Another thing that surprises most people is how expensive business and first
class are, relative to coach. After all, if you're only getting 1.5-2x as much
space, it doesn't seem fair that you'd have to pay 10x prices. The truth is
that many of those seats are filled via upgrades to frequent fliers and more
fairly priced in that view. But someone who asks for an _assured_ first-class
seat (which is where the 5-10x premium is charged) is identifying himself as a
captive buyer. About half of the first-class seats are upgrades (especially to
make room, because airlines often overbook) given that day, and those are
cheap or free, but the other half are a mix of business travelers under time
pressure, invited conference speakers whose flights are booked by a third-
party, and people with disabilities. While people complain about the
"assholes" in first class getting marginally better treatment, a surprising
percentage of the people up there aren't rich at all, but have disabilities
(e.g. back and knee problems) and _can 't_ fly coach, and those people fly
once a year (!!) at most, because they can barely afford it. Perversely, the
disabled guy of modest means is going to see a higher fare for a first-class
seat than a business traveler on a corporate rate.

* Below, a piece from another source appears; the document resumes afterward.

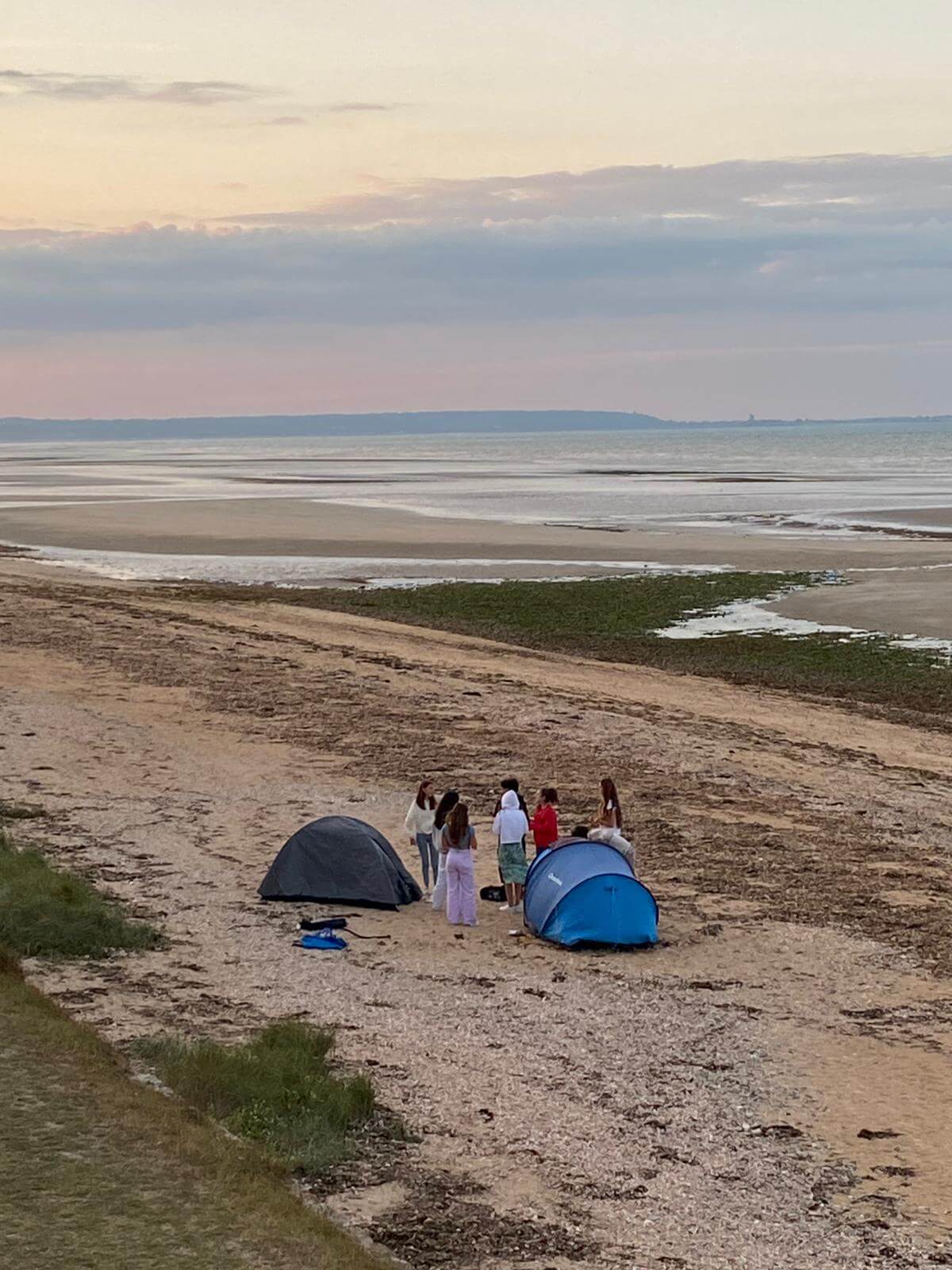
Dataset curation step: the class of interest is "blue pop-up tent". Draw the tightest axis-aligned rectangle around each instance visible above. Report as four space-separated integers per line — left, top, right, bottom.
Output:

Oddly enough, air travel is getting to the point where airlines are
intentionally making coach travel worse to make up for a decline of first- and
business-class passengers since 2008. While one might think that the purpose
of the checked bag fees is to make a little extra money (and that's part of
it) there's a much larger gain in filling up the overhead bins (thanks to
those horrid checked-bag fees, overhead bins always fill up early) and then
selling early boarding for $50 per ticket. Waiting spaces at many terminals
have been deliberately neglected for acoustics and outlets, to push people
into buying first-class tickets just to have access to the lounges. Natural
demand for first class seats hasn't recovered since 2007 and, even with the
economy back, it won't, so air travel is now an experience where
unpleasantness is deliberately induced.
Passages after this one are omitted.